Other headline results from the 2016 acute organisational audit include:

  • Lack of essential psychology provision: very few hospitals (6%) achieve the standard of one whole time equivalent (WTE) qualified clinical psychologist for every 30 stroke unit beds.
  • Lack of nurse staffing particularly at weekends: only 20% of acute hospitals are meeting the standard for weekend nurse staffing levels. There should be at least three registered nurses on duty at all times during the day per 10 stroke beds. Fewer nurses than this at weekends is associated with more hospital deaths.
  • There continues to be a reassuring increase in many areas of acute stroke organisation:
    • all hospitals now have a designated stroke unit
    • 7-day access to occupational and physiotherapy has increased to 31% and 40% of hospitals, however only 6% can provide speech and language therapy 7 days a week
    • 99% of hospitals are able to give their patients access to thrombolysis 24 hours a day, 7 days a week
    • 68% provide intra-arterial (thrombectomy) treatment on-site or by referral off-site
    • 81% of hospitals have specialist early supported discharge (ESD) available to them meaning that patients can return home sooner and receive specialist post-acute care.

Professor Pippa Tyrrell, associate director for stroke for the RCP’s Clinical Quality Improvement Department, said: 

Stroke care has improved beyond recognition in the last 20 years. Patients are almost routinely being admitted to specialist stroke units where, in general, they receive high quality care, they stay in hospital for a very much shorter period of time, and are often discharged to early supported discharge (ESD) services where rehabilitation continues at home. Thirty-day mortality has dropped significantly, and people leave hospital with less disability than they did in the past.

However, we still have marked variation of services and patient outcomes across the UK. Some patients cannot access acute stroke units rapidly, and are therefore denied treatment such as thrombolysis or thrombectomy. Seven-day working is improving, but access to speech and language therapy at weekends remains extremely low.

It is only by measuring the quality of our services that we know how well we are providing them, and we congratulate all of those dedicated staff who work so hard to provide and check data for both the organisational and clinical audits, which provide so much very detailed information about individuals who have strokes, the processes of care they receive and their eventual outcome.

The Acute Organisational Care Audit is available from the SSNAP website

Please see also the RCP media release Stroke in the UK: Mind the Gap! - the latest annual Sentinel Stroke National Audit Programme (SSNAP) report reveals further improvement in stroke care is needed.

Notes to editors

The SSNAP Acute Organisational Audit measures structure, staffing levels and resources in every hospital that provides acute inpatient care throughout England, Wales and Northern Ireland. All 178 eligible trusts took part in the audit and results are based on a snapshot date of 1 July 2016. It complements the continuous SSNAP clinical audit which measures processes of care and clinical outcomes of individual patients and reports on this cyclically every 4 months and annually.

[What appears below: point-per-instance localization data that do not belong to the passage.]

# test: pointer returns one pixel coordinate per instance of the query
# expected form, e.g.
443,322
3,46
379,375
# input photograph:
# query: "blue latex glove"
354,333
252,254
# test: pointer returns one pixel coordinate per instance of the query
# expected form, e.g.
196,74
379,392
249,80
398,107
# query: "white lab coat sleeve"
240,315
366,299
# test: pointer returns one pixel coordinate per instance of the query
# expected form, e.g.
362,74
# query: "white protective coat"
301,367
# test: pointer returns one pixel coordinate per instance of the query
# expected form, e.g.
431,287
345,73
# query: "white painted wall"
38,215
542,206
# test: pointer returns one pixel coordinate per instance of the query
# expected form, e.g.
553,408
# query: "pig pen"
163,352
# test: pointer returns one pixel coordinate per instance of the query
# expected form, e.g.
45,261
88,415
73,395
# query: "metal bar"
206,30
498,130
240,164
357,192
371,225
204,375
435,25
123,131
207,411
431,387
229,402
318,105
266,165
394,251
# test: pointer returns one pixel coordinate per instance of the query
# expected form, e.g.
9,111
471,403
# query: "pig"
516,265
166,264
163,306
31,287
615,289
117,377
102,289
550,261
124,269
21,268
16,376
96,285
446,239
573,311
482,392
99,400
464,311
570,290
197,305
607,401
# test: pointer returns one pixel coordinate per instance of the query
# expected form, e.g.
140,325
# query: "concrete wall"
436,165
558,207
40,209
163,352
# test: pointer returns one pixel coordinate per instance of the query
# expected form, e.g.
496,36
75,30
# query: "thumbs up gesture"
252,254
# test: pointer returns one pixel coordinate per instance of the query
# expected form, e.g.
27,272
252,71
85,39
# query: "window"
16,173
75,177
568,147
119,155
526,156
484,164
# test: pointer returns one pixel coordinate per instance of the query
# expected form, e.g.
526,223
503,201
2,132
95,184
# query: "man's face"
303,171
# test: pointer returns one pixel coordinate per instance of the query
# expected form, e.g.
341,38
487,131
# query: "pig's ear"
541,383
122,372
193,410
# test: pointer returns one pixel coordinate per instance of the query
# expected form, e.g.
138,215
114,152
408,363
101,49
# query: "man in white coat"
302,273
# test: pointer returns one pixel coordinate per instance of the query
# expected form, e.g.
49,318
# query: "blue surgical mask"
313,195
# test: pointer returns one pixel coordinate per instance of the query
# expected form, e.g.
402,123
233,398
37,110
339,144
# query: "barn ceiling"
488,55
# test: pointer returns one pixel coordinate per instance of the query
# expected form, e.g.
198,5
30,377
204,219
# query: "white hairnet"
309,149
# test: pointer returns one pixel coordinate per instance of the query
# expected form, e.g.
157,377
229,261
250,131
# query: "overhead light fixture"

The SSNAP Acute Organisational Audit is a two-yearly, evidence based audit, using standards and evidence from the RCP’s National Guideline for Stroke, NICE Quality Standards and the NHS England Urgent and Emergency Care review. The last audit took place in 2014.

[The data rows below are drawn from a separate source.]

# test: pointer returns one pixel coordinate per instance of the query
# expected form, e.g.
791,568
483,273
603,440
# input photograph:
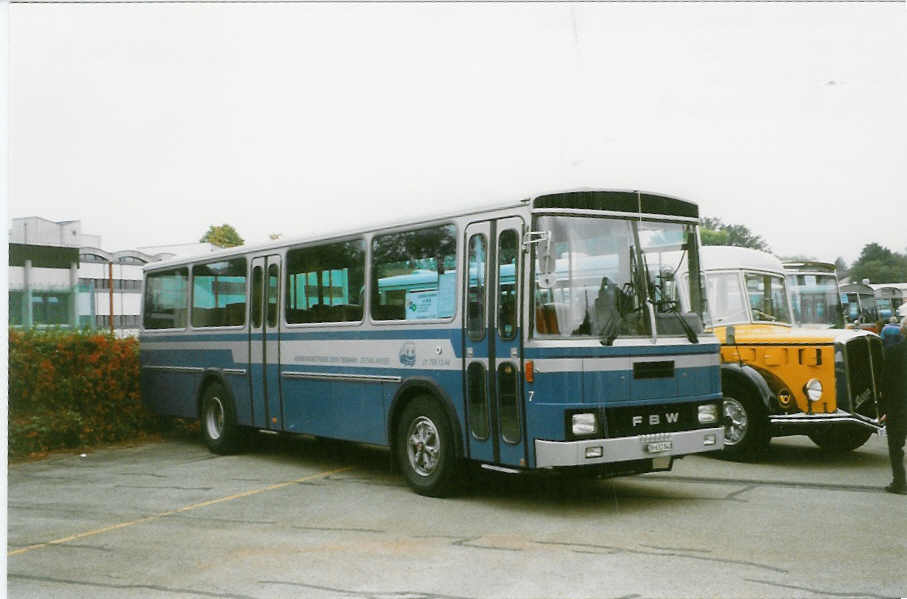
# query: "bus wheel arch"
408,392
217,416
424,441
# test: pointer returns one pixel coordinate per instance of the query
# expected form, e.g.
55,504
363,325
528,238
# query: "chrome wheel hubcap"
214,418
423,446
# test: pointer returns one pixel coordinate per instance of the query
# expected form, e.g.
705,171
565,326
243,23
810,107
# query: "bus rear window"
166,299
219,293
414,274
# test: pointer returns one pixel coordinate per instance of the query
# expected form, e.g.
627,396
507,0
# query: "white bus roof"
426,220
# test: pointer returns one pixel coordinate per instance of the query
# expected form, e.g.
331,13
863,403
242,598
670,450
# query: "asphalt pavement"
305,518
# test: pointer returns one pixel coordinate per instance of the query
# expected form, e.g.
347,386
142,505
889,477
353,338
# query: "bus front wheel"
746,425
425,449
218,421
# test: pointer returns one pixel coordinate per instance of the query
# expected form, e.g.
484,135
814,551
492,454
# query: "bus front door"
264,343
495,411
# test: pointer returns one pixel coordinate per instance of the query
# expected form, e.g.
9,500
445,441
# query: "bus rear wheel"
841,438
218,421
425,449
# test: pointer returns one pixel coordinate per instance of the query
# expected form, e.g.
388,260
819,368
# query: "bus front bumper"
555,454
840,416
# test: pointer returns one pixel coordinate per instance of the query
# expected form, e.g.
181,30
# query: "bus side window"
273,290
219,293
325,283
414,274
257,280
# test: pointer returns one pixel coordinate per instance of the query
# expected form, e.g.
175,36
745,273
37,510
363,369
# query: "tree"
880,265
841,268
715,232
222,236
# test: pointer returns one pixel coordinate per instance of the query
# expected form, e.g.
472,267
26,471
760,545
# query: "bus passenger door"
492,342
507,344
264,343
477,345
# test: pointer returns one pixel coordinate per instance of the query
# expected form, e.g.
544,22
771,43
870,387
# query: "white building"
59,276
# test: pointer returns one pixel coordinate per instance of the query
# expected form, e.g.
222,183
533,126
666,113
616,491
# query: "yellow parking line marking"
187,508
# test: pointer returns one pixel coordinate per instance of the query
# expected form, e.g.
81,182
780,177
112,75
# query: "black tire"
425,449
217,417
841,437
746,429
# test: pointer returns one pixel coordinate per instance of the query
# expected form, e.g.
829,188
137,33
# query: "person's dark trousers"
896,439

Information on HQIP, the National Clinical Audit Programme, and how it is funded

The Healthcare Quality Improvement Partnership (HQIP) is led by a consortium of the Academy of Medical Royal Colleges, the Royal College of Nursing and National Voices. Its aim is to promote quality improvement and, in particular, to increase the impact that clinical audit has on healthcare quality in England and Wales. HQIP holds the contract to manage and develop the National Clinical Audit Programme, comprising more than 30 clinical audits that cover care provided to people with a wide range of medical, surgical and mental health conditions. The programme is funded by NHS England, the Welsh Government and, with some individual audits, also funded by the Health Department of the Scottish Government, DHSSPS Northern Ireland and the Channel Islands.